Cast iron is a rugged, durable material used for pots, pans, wood stoves and many other appliances and furnishings. While a cast-iron pan may work best seasoned and unpolished, decorative finishes on a wood stove can be brought to a shine with cleaning and polishing. Before deciding if your cast-iron piece needs to be polished, determine how you will use it. If it's a piece best suited for decor like fireplace andirons, polishing may be in order.
Clean your cast-iron piece first with a scrub brush dipped in warm, soapy water. If your cast iron is very greasy, consider using a degreaser instead.
Dry the piece thoroughly and examine it for any rust spots.
Remove rust with a piece of 50-grit sandpaper, if the rust is thick, or 80-grit if there are small spots. Continue sanding using 120-grit and 150-grit sandpaper, if needed. If you prefer, you can use a fine wire brush for rust removal.
Wipe the dust from sanding off the surface with a damp rag.

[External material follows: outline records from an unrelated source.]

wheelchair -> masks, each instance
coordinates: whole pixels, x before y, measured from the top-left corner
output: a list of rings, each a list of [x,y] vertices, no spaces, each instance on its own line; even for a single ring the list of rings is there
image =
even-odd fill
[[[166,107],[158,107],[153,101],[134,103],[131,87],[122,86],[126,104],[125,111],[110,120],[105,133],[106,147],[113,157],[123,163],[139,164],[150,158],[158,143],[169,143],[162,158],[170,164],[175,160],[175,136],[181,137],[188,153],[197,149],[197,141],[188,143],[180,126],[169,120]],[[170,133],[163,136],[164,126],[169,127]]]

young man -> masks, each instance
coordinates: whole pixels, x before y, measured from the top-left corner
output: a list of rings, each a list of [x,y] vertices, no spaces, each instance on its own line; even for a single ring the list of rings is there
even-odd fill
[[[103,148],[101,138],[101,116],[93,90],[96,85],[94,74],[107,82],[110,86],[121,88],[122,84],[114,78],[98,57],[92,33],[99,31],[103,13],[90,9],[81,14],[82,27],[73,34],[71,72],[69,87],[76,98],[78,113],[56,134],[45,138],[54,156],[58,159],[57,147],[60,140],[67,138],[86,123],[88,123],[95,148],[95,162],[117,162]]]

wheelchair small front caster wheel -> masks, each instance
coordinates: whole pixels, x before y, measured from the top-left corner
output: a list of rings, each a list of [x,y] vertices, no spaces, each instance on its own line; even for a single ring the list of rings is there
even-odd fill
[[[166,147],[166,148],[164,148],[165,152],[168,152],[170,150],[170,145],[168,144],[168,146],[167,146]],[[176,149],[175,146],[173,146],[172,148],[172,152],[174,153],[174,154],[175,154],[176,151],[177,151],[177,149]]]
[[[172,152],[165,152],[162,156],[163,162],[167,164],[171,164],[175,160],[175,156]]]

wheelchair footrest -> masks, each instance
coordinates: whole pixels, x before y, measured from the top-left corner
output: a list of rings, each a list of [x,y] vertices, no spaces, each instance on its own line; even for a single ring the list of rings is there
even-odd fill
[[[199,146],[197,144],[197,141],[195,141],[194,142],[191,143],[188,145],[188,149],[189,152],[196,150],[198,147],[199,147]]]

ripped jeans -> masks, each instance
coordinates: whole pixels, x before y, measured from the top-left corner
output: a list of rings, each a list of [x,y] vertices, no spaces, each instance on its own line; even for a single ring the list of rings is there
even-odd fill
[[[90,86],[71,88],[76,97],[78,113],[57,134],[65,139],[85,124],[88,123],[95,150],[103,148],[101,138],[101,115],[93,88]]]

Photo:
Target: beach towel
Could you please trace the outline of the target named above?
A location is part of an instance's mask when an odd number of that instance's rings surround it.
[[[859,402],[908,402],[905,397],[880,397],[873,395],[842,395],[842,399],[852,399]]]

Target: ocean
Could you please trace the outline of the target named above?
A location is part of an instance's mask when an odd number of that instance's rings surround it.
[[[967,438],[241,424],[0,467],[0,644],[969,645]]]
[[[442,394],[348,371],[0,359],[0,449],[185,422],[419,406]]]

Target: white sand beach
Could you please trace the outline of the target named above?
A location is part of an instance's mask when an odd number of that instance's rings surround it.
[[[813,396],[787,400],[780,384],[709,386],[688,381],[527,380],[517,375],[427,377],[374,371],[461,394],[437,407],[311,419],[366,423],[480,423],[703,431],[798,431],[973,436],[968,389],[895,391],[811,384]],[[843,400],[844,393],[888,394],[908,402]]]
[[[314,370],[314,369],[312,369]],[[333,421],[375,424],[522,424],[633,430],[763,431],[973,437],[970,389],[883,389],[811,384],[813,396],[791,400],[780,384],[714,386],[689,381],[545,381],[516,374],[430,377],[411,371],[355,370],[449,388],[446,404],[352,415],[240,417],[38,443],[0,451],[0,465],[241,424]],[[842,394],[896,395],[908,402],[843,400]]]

Apply a metal polish that's safe for cast iron or WD-40 to a piece of 0000-grade steel wool. Rub firmly on all areas you want polished.
Use another piece of steel wool, untreated with polish, to continue polishing the piece until it looks as shiny as you want it.
Apply a small amount of your polish to a clean rag and rub all newly polished areas of the cast iron. This will give the cast iron a protective finish.